Au sein de l’Union européenne, outre les principes posés par la « Charte des droits fondamentaux » de décembre 2000, ont notamment été élaborées une directive du 24 octobre 1995 « sur la protection des données personnelles » et une autre du 12 juillet 2002 « vie privée et communications électroniques », modifiée et complétée par celle du 15 mars 2006. S’y ajoutent, pour les compléter ou y déroger, divers autres textes qui visent également à assurer le respect du droit par les internautes.

Données personnelles et respect du droit par les internautes

Afin d’inciter les internautes à respecter le droit, la protection de leurs données personnelles peut subir quelques restrictions. Il en est ainsi tant en droit français qu’en droit européen.

Droit français

Des données personnelles, collectées sur Internet, peuvent être utiles à la lutte contre certaines infractions, directement liées (téléchargement illégal, notamment) ou étrangères à l’usage de ce moyen.
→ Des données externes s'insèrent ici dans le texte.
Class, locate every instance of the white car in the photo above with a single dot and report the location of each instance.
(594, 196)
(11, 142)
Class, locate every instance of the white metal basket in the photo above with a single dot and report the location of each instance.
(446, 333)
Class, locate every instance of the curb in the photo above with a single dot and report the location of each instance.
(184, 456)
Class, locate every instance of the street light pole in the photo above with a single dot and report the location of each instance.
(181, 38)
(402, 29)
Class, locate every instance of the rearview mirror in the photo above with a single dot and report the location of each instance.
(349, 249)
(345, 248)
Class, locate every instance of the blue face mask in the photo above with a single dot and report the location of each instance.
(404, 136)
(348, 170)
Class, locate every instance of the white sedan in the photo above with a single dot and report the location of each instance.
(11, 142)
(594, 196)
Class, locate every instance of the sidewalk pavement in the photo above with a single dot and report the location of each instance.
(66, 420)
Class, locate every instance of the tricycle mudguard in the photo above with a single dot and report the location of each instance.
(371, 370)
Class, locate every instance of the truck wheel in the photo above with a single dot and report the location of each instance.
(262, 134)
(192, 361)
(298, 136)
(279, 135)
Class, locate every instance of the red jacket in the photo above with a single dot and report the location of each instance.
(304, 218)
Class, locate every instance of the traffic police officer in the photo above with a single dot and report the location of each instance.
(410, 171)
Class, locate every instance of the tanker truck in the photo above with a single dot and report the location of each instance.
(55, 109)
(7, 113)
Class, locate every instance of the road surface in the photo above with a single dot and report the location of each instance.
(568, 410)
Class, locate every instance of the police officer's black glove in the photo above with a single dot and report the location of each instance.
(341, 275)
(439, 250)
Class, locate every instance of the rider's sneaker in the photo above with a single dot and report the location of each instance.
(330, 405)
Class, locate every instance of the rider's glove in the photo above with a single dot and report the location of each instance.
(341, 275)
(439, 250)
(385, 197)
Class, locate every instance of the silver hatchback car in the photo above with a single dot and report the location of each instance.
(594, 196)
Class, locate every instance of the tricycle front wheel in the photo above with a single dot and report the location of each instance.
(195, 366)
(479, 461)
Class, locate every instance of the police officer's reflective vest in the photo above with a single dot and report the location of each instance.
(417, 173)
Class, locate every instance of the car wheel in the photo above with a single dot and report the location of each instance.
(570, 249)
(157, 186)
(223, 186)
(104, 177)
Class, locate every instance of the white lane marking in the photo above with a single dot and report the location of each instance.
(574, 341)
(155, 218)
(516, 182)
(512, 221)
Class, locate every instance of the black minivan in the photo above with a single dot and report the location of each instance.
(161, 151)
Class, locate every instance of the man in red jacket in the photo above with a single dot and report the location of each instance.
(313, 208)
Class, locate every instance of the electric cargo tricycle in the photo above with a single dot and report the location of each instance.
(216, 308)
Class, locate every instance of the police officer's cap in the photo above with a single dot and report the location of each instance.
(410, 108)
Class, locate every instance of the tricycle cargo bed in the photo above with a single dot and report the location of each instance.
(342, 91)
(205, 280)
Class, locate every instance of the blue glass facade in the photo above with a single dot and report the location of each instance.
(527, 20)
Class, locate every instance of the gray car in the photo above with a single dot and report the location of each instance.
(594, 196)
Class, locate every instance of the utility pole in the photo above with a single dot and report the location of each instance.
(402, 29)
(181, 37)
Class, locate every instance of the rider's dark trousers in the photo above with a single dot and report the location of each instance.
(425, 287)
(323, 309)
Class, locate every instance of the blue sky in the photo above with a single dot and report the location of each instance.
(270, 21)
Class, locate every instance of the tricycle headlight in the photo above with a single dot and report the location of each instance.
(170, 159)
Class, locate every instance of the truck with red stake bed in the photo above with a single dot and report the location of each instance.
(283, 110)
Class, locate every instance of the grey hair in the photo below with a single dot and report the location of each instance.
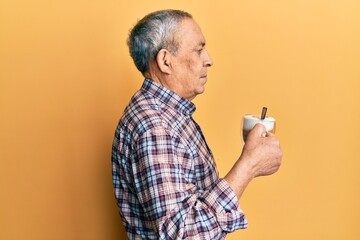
(152, 33)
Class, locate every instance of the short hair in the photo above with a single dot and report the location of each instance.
(152, 33)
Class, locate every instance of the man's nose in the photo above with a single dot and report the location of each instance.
(208, 61)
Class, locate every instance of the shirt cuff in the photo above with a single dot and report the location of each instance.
(223, 201)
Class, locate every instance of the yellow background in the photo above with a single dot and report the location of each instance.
(66, 75)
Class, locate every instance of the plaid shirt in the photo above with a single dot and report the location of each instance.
(165, 178)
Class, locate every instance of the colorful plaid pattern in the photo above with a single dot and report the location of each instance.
(165, 178)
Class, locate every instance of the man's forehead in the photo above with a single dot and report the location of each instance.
(191, 31)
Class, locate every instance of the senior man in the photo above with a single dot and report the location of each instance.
(165, 178)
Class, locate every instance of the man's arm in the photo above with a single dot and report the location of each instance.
(174, 206)
(261, 156)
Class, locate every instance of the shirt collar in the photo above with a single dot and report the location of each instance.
(168, 97)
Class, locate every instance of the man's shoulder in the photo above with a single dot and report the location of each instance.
(143, 112)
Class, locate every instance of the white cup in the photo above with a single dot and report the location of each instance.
(250, 121)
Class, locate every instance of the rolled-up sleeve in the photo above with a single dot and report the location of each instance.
(175, 207)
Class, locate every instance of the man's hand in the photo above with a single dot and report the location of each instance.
(261, 152)
(261, 156)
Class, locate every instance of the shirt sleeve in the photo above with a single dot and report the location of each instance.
(175, 207)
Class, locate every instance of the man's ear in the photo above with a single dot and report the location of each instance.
(163, 60)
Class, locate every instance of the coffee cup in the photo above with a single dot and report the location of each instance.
(250, 121)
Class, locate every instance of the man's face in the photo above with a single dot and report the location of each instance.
(191, 61)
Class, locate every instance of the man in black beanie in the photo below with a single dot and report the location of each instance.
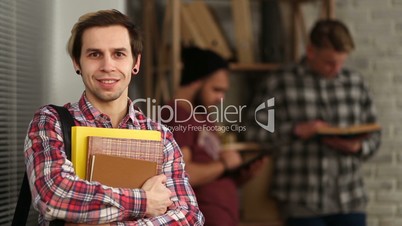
(204, 83)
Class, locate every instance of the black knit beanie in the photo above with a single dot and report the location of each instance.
(199, 63)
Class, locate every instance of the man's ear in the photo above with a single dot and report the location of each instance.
(77, 67)
(138, 62)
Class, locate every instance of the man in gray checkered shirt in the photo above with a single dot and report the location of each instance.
(318, 180)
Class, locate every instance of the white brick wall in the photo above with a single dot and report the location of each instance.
(377, 28)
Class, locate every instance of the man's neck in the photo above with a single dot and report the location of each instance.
(116, 110)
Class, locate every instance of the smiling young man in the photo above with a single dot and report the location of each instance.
(105, 48)
(317, 180)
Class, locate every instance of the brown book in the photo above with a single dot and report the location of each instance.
(350, 131)
(120, 172)
(123, 159)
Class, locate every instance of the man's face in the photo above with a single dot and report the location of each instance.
(326, 62)
(106, 63)
(214, 88)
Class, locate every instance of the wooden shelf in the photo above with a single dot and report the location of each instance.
(244, 67)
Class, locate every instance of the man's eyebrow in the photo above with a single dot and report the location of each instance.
(120, 49)
(98, 50)
(92, 50)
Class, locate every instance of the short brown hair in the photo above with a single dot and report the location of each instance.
(102, 18)
(330, 33)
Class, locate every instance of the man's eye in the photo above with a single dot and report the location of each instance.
(94, 54)
(120, 54)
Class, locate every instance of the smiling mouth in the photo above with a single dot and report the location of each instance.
(108, 81)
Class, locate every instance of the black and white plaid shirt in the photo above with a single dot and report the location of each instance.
(308, 173)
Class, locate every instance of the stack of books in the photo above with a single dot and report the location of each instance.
(120, 158)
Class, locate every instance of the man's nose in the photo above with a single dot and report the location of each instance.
(108, 64)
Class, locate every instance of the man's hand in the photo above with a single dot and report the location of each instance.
(158, 196)
(307, 130)
(231, 159)
(345, 145)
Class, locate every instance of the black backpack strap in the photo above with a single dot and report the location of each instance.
(24, 199)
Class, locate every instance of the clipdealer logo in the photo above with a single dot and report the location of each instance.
(267, 106)
(216, 115)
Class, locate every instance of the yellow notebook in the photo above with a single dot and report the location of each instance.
(79, 142)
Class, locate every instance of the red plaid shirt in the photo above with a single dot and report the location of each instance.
(57, 192)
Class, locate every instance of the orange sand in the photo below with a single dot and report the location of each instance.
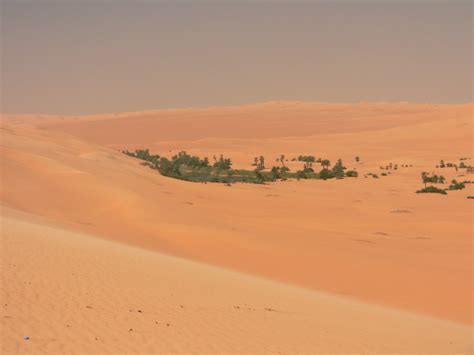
(358, 241)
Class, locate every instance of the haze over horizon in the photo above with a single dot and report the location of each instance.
(93, 57)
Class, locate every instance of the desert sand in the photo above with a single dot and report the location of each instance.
(90, 236)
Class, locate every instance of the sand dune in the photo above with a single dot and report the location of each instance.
(361, 240)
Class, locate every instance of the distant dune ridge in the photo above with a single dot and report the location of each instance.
(361, 264)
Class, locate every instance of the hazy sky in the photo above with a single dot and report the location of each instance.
(75, 57)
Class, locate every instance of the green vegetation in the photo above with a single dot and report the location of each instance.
(456, 185)
(431, 189)
(192, 168)
(435, 179)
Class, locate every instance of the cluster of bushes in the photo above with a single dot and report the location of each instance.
(435, 179)
(456, 185)
(432, 189)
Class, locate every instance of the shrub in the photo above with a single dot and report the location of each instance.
(326, 174)
(457, 185)
(300, 174)
(222, 163)
(352, 173)
(431, 189)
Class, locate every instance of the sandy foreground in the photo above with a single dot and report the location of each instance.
(85, 231)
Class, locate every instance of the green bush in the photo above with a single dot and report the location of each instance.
(326, 174)
(456, 185)
(431, 189)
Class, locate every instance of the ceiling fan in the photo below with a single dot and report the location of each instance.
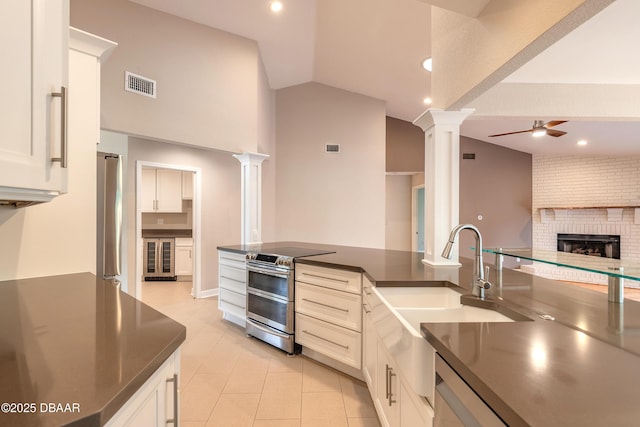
(540, 129)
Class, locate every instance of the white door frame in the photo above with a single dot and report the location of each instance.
(414, 218)
(196, 221)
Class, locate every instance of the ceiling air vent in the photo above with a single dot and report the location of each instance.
(332, 148)
(140, 85)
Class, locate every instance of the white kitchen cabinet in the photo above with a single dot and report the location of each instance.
(329, 313)
(156, 403)
(34, 47)
(232, 286)
(184, 256)
(161, 190)
(396, 403)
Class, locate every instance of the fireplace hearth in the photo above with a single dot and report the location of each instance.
(598, 245)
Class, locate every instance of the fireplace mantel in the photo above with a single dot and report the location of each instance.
(559, 213)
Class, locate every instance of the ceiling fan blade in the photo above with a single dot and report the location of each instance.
(512, 133)
(555, 133)
(554, 123)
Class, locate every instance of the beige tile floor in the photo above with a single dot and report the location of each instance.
(228, 379)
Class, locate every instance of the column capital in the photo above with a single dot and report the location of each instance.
(436, 116)
(251, 157)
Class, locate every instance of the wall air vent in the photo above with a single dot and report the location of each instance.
(332, 148)
(140, 85)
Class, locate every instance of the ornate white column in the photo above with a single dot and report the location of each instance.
(441, 180)
(251, 196)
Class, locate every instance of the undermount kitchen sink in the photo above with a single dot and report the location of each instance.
(461, 314)
(399, 328)
(420, 297)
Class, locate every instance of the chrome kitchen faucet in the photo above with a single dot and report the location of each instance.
(480, 277)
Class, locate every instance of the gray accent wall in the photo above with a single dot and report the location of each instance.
(496, 185)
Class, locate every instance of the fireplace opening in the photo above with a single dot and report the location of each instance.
(599, 245)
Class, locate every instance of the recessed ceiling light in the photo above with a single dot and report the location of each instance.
(426, 64)
(537, 133)
(275, 6)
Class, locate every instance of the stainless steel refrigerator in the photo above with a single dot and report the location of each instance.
(110, 217)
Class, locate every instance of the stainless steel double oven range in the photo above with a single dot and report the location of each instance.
(271, 295)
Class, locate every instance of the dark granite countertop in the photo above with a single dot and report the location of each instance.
(580, 369)
(76, 339)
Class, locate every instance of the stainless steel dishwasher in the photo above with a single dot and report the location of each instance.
(456, 404)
Leur protection en est, pour cela, limitée. La loi de 1978 mentionne désormais les sociétés de perception et de répartition des droits d’auteur parmi les institutions autorisées à mettre en œuvre des « traitements de données à caractère personnel relatives aux infractions ».

Le 18 octobre 2005, la CNIL avait « refusé d’autoriser quatre sociétés d’auteurs et de producteurs de musique à mettre en œuvre des dispositifs permettant la détection automatisée d’infractions au code de la propriété intellectuelle », du fait du téléchargement par le système peer-to-peer, (poste à poste) ainsi que « l’envoi de messages de sensibilisation aux internautes ». Par un arrêt du 23 mai 2007, le Conseil d’Etat a annulé cette décision. Les 8 et 22 novembre 2007, la CNIL a permis à ces sociétés de « mettre en œuvre des traitements ayant pour objet la recherche d’infractions aux droits d’auteur sur les réseaux peer-to-peer ».

Droit européen

La question de la conciliation entre la protection des données personnelles et la lutte contre le téléchargement illégal s’est posée en droit espagnol et a été récemment examinée, à cette occasion, au regard du droit européen.
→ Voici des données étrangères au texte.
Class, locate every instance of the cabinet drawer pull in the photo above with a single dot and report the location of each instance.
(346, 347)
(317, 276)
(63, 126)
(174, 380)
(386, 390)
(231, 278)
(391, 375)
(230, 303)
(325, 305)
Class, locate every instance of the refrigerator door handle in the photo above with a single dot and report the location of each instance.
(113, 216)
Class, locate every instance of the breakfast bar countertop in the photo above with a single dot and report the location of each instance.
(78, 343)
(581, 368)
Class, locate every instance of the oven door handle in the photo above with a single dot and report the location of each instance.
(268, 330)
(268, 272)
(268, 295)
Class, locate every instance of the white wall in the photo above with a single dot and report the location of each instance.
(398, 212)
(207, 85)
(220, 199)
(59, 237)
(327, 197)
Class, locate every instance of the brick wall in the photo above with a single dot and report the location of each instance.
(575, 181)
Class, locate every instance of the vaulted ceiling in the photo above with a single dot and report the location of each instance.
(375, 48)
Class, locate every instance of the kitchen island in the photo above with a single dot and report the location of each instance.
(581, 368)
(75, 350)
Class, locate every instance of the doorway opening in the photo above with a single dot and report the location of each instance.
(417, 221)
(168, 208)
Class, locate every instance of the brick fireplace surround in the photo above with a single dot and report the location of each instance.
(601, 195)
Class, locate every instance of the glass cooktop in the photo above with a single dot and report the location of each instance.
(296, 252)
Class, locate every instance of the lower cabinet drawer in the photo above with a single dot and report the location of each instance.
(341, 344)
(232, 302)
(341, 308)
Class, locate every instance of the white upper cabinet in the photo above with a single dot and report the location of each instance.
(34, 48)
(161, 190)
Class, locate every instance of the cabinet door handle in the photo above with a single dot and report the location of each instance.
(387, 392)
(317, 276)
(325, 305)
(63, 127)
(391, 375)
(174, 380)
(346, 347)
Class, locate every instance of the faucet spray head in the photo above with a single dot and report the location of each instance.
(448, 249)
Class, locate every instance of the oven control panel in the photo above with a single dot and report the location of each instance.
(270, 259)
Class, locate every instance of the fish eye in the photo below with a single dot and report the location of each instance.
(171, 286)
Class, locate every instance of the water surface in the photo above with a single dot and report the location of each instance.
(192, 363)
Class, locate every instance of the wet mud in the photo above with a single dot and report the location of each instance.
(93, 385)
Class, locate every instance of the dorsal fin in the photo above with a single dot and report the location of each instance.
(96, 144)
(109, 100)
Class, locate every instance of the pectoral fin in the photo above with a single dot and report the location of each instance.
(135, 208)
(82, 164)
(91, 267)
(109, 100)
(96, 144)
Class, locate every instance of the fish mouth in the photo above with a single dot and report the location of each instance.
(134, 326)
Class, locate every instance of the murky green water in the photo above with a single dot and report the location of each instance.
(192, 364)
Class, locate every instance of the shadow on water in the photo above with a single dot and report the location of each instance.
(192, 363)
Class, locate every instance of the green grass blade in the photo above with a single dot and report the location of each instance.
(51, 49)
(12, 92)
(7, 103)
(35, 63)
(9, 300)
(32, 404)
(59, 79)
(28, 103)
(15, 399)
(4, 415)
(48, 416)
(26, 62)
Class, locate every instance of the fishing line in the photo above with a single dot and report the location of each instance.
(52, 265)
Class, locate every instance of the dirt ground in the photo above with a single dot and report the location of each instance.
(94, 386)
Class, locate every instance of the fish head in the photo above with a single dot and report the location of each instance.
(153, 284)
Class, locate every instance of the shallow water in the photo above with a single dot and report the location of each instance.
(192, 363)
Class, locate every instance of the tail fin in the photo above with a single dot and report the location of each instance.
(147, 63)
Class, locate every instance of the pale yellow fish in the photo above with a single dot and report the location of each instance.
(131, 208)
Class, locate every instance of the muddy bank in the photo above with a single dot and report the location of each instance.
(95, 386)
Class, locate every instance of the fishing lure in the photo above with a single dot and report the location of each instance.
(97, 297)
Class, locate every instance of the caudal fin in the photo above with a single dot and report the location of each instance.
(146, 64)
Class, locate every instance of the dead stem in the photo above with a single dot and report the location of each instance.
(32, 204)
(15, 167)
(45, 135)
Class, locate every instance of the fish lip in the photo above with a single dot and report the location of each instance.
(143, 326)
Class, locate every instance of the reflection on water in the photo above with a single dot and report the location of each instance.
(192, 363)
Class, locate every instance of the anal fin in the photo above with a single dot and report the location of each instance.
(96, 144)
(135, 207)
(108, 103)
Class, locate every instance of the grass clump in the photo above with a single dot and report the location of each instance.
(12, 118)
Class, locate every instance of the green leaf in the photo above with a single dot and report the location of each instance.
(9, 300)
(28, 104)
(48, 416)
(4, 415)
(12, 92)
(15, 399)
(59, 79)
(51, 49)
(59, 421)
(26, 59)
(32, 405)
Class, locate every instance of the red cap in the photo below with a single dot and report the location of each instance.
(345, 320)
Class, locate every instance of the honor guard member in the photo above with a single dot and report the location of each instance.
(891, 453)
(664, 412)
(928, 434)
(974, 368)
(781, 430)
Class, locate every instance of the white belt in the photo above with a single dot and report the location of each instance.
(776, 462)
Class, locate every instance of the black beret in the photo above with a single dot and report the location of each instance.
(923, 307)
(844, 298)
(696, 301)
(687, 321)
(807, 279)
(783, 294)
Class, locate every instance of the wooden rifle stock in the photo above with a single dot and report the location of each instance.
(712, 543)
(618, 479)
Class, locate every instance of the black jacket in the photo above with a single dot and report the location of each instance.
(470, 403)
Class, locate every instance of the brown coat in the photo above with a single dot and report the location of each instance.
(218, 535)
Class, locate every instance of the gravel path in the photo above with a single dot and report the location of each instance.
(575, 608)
Réglementant les conditions de conservation des données personnelles, la loi espagnole du 11 juillet 2002 pose que « les données seront conservées en vue de leur utilisation dans le cadre d’une enquête pénale ». Dans une procédure engagée par un organisme représentant des titulaires de droits d’auteurs, le juge national a saisi la Cour de justice des Communautés européennes (CJCE) pour savoir si le droit communautaire permet aux Etats membres de limiter à une enquête pénale, « à l’exclusion des procédures civiles, l’obligation […] de conserver et de mettre à disposition les données de connexion et de trafic ».

Dans un arrêt du 29 janvier 2008 (Promusicae), la CJCE, se réfère, tant à des directives, du 22 mai 2001 et du 29 avril 2004, relatives au droit d’auteur, qu’à celles concernant la protection des don- nées personnelles. Elle conclut que ces différents textes « n’imposent pas aux Etats membres de prévoir l’obligation de communiquer des données à caractère personnel en vue d’assurer la protection effective du droit d’auteur dans le cadre d’une procédure civile », mais que « le droit communautaire exige des Etats […] d’assurer un juste équilibre entre les différents droits fondamentaux protégés ».

Internet conduit à collecter et à exploiter de multiples données personnelles, dans des conditions qui sont de nature à porter atteinte aux droits des individus. Ces renseignements peuvent aussi servir à la poursuite et à la sanction d’infractions. Leur usage doit donc être encadré, dans le souci d’assurer l’équilibre des droits et des libertés. Hors de l’Europe, nombre de pays n’ont pas les mêmes préoccupations. Face à la dimension mondiale des réseaux, l’efficacité des droits nationaux et européens risque de paraître limitée.